Spread across two of the BALTIC’s vast floors, ‘Present Continuous’ sees the former flour mill’s white open spaces enveloped in darkness to house seven of Omer Fast’s cinematic works.
Drawing inspiration from short fiction, Fast combines multiple narratives to create serpentine tales that delve into both cultural and political taboos. Yet, as they traverse the powerful social themes upon which they pivot, each becomes an intimate portrait, exploring how identity is constructed and performed. Throughout the exhibition, fact and fiction regularly intertwine, cultivating a sense of intrigue that draws the viewer ever deeper in to the distorted world Fast has created. As visitors pursue truth and resolution, the flickering lights of each video installation guide their way; through pitch-black theatres, concealed corridors and hidden rooms, but never towards what they seek. For as Fast has previously said, he prefers his audience to have “productive confusion” rather than clear understanding.

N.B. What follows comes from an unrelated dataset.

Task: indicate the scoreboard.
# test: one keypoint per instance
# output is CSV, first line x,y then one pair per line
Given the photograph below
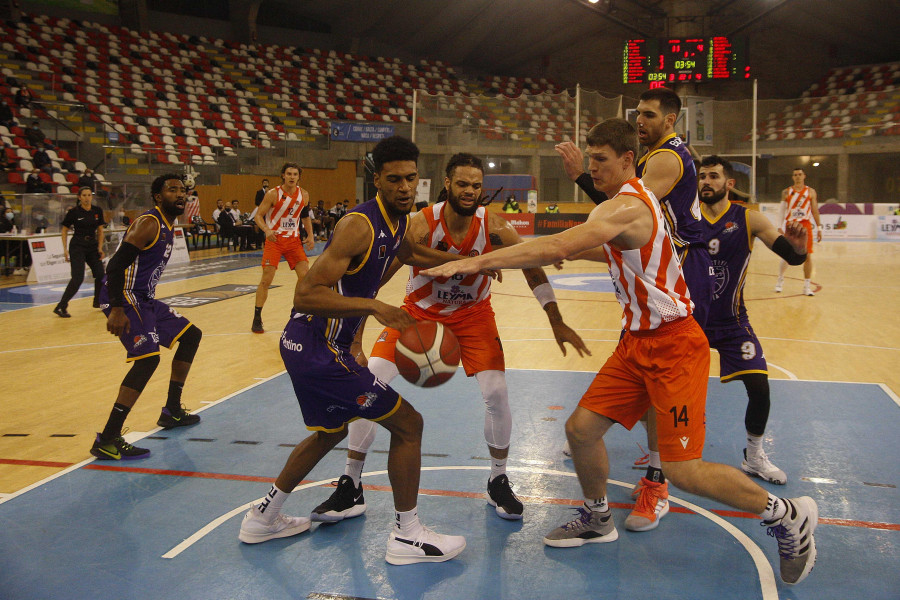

With over four hours of footage on display, most will not get to view each work its entirety. However, because each video is continuously looped with no set arc, and narratives are invariably repeated and reenacted to inflect new meaning, interpretations and conclusions will often be idiosyncratic to each viewing. This is particularly pertinent for ‘Continuity’, a forty-minute fictitious story which recounts the homecoming of a German soldier to his parents and their family home. Projected in a cavernous room, devoid of light, it feels as though you are on the outskirts of reality, perversely gazing back in to spy on the personal trauma of this troubled family. Unease grows as the story repeats, with the couple returning to pick up different men from the train station, who all perform the role of their son. As debauched and sinister acts take place, each recount warps the narrative further, tensions build and it becomes increasingly unclear as to what is unfolding. The recurring drama is then interjected by the appearance of an equivocal camel, which leads the parents to a macabre battlefield that pays homage to Jeff Wall’s ‘Dead Troops Talk’, in what could be considered the climax of the story; though for some it may be the beginning. Continuously repeated, the work conveys the inevitable consequences of war indicating that the trauma it inflicts can never be fully resolved.
Continuing the theme of warfare, ‘A Tank Translated’ is a series of interviews with an Israeli tank team exploring the peripheral world view that their vehicle offers and the relationship it has with its environment. All the while, the subtitled translation mutates and redirects their meaning. Shown on small television screens, they illuminate a dark corridor that leads to a further room where ‘Spring’ is being displayed. Commissioned particularly for this exhibition it expands the fictional world of ‘Continuity’ and is presented across five screens that provide counter-shots, and serve to tell overlapping narratives that move back and forth through time. Furthering the themes of loss and recovery, new characters are introduced that lend scope to Fast’s portrait of a family debased by perversion.
‘CNN Concatenated’ is the only work not displayed in darkness. Displayed just outside of the rest of the exhibition, it draws on a ten thousand-word database of recordings from CNN in order to create a monologue with shifting undertones of emotion. Following four adult film performers over a twenty-four hour period, ‘Everything that Rises Must Converge’ undermines the facade of a porn star by presenting a banal portrait of their day. ‘Looking Pretty For God’ delves into the working lives of funeral directors as they describe how they prepare the deceased for viewing, juxtaposing the audio interviews with footage of children at a photo shoot to create conflicting connotations that disconcerts the mind.
Commanding a huge space, ‘5,000 Feet is the Best’ is arguably the most compelling piece in the exhibition. Elegantly shot, it shows a reenactment of an interview Fast conducted with a US military drone pilot in a Las Vegas hotel room. Donning a flight suit every day and entering a shipping container in the middle of the Nevada desert, Fast explores the role the pilot performs as the camera provides aerial shots of Las Vegas and an idyllic American town, slowly zooming in like an incoming missile. Fascinating in its own right, the dialogue wanders to fictional stories that play out on screen, which covertly replace confidential topics that the pilot did not want disclosed. Like his other work, Fast manipulates time and representation to confound conventional structures. In an era where the visual image has come to dominate society, his work reveals the capricious nature of this reliance and the tenuous divide between representation and reality.